Immer wieder zeigte die Polizei bei Machtdemonstrationen von Rockern (wie hier 2015 in Ludwigsburg) Präsenz. Foto: 7aktuell

Gesichert von einem Großaufgebot der Polizei hat am Landgericht Stuttgart der Prozess gegen mutmaßliche Mitglieder der sogenannten Stuttgarter Kurden begonnen. Die Angeklagten sollen zwei Mitglieder der Straßenbande Osmanen Germania BC fast getötet haben.

Stuttgart/Ludwigsburg - Ein Großaufgebot der Polizei ist am Donnerstag angerückt, um rund um dem Prozess gegen vier Männer und eine Frau am Landgericht Stuttgart für Sicherheit zu sorgen. Auch die Justizwachtmeister haben ihren Körperschutz angelegt, die Zuhörer werden registriert und gefilzt. Vier Männern und einer Frau werden versuchter Totschlag und gefährliche Körperverletzung vorgeworfen. Hintergrund der Attacke, die sich in der Nacht auf den 21. April 2016 in Ludwigsburg ereignet hat, sollen Konflikte zwischen den sogenannten Stuttgarter Kurden, die aus der verbotenen Straßenbande Red Legion hervorgegangen sind, und den Osmanen Germania BC sein. Dabei werden auch Unbeteiligte bedroht.

Auf Schlag folgt Gegenschlag, darauf kann man sich im Milieu der Straßenbanden fast immer verlassen. Am 20. April vergangenen Jahres prügelten mehrere Männer einen 25-Jährigen gegen 22 Uhr in Stammheim zusammen. Das Opfer soll zu der seit 2013 verbotenen Straßenbande Red Legion gehören. Nur drei Stunden darauf kam der Gegenschlag: Zwei mutmaßliche Mitglieder der verfeindeten Osmanen Germania BC wurden in Ludwigsburg von rund 20 Legionsten, die sich seit dem Verbot Stuttgarter Kurden nennen, zusammengeschlagen und mit Messerstichen attackiert. Um den zweiten Vorfall geht es seit Donnerstag vor der 9. Strafkammer.

Eine Frau soll Fluchtwagen gefahren haben

Gegen 1 Uhr fahren drei Autos durch Ludwigsburg. Sie sind jeweils besetzt mit mindestens fünf Personen. Am Steuer des einen Wagens sitzt laut Anklage eine 27-jährige Deutsch-Griechin aus Kornwestheim. Die Stuttgarter Kurden sollen inzwischen ebenso multinational besetzt sein wie andere Straßengangs. Auf dem Gehweg sehen sie zwei 25 und 41 Jahre alte Männer, die sie als Mitglieder der Osmanen identifizieren. Die Truppe ist mit Schlag- und Stichwerkzeugen bewaffnet. Der Anklage zufolge steigen aus jedem der drei Autos fünf Personen aus und greifen die zwei Fußgänger an.
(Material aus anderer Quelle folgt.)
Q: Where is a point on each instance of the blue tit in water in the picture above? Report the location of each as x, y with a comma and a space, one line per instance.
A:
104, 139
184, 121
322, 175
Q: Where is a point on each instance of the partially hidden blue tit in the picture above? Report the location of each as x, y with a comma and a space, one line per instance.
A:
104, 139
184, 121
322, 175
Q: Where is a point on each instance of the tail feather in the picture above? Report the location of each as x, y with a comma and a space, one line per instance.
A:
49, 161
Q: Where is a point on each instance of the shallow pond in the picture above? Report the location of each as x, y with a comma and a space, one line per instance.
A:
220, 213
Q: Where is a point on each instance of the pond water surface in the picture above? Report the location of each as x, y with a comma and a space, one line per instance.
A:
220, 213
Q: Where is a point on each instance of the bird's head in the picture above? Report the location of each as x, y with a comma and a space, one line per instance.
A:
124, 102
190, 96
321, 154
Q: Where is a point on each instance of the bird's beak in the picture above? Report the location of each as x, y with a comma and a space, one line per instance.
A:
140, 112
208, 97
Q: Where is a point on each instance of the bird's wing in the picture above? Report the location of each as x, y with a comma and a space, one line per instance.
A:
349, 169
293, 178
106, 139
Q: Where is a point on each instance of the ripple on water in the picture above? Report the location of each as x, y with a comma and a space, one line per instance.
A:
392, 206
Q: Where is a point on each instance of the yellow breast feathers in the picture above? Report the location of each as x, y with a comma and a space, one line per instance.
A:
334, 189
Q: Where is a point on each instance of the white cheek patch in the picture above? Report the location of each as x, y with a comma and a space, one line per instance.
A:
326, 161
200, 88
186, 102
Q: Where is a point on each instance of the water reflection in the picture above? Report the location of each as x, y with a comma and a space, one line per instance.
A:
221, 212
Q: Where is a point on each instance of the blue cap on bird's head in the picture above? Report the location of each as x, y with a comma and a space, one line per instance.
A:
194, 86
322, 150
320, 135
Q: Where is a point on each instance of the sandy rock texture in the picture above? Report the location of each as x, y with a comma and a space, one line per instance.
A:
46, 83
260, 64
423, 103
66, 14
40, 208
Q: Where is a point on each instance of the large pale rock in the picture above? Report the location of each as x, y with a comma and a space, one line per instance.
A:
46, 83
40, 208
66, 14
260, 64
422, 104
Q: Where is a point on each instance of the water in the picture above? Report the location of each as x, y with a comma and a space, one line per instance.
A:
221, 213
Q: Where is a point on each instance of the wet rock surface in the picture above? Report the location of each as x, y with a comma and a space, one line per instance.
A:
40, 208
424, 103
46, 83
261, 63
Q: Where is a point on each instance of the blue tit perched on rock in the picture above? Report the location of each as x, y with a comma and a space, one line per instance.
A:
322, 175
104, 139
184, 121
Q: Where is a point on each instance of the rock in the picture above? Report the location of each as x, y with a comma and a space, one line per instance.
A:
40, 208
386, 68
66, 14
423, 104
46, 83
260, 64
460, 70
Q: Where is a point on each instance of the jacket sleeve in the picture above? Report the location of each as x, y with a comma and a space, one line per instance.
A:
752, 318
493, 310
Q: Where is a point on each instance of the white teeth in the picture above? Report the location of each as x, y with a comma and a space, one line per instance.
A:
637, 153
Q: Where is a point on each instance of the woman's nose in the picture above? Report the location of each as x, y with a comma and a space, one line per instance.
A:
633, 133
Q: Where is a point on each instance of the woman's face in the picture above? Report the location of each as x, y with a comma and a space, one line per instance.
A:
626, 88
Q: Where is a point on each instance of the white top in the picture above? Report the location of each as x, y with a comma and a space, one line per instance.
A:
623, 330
„Mit voller Wucht“, so Staatsanwältin Melanie Rischke, hätten die Täter auf die zwei Männer eingeschlagen und -gestochen. Ein 21-jähriger Angeklagter habe beispielsweise mit einem Baseballschläger auf den Kopf eines Opfers eingeprügelt, ein 23-Jähriger habe zugestochen. Die Männer erleiden schwere Kopfverletzungen, dem einen wird durch das Messer eine Rippe durchtrennt, der andere trägt einen Stich in den Oberschenkel davon. Erst als Polizeisirenen zu hören sind, ergreifen die Täter die Flucht. Dabei sollen sie auch noch unbeteiligte Zeugen bedroht haben.

Angeklagte und Opfer schweigen

Auf der Anklagebank vor der 9. Strafkammer sitzen vier 21 bis 23 Jahre alte Männer aus Stuttgart, Eislingen und Esslingen - drei Deutschtürken und ein Mann mit aserbaidschanischen Wurzeln. Komplettiert wird das Quintett von der Deutsch-Griechin. Die Polizei hat zudem zwei junge Männer ermittelt, die ebenfalls an der fast tödlichen Attacke beteiligt gewesen sein sollen. Die Heranwachsenden müssen sich zu einem späteren Zeitpunkt vor einer Jugendstrafkammer verantworten. Die anderen Täter sind bisher unbekannt geblieben.

Das hat nicht nur damit zu tun, dass die Angeklagten, wie auch jetzt am ersten Prozesstag, eisern schweigen. Auch die Opfer fühlen sich dem Schweigegelübde der Straßenbanden verpflichtet. Von ihnen ist kaum Aufklärungshilfe zu erwarten. Nur ein kleiner Aspekt, der sich allerdings als entscheidend für den 21-jährigen Angeklagten aus Aserbaidschan auswirken könnte, kommt zur Sprache. Einer seiner Verteidiger erwähnt, dass es zwei Zeugen gebe, die aussagen, sie seien zusammen mit dem 21-Jährigen erst an den Tatort gekommen, als alles schon vorbei gewesen sei. Der Prozess wird am 14. Februar fortgesetzt.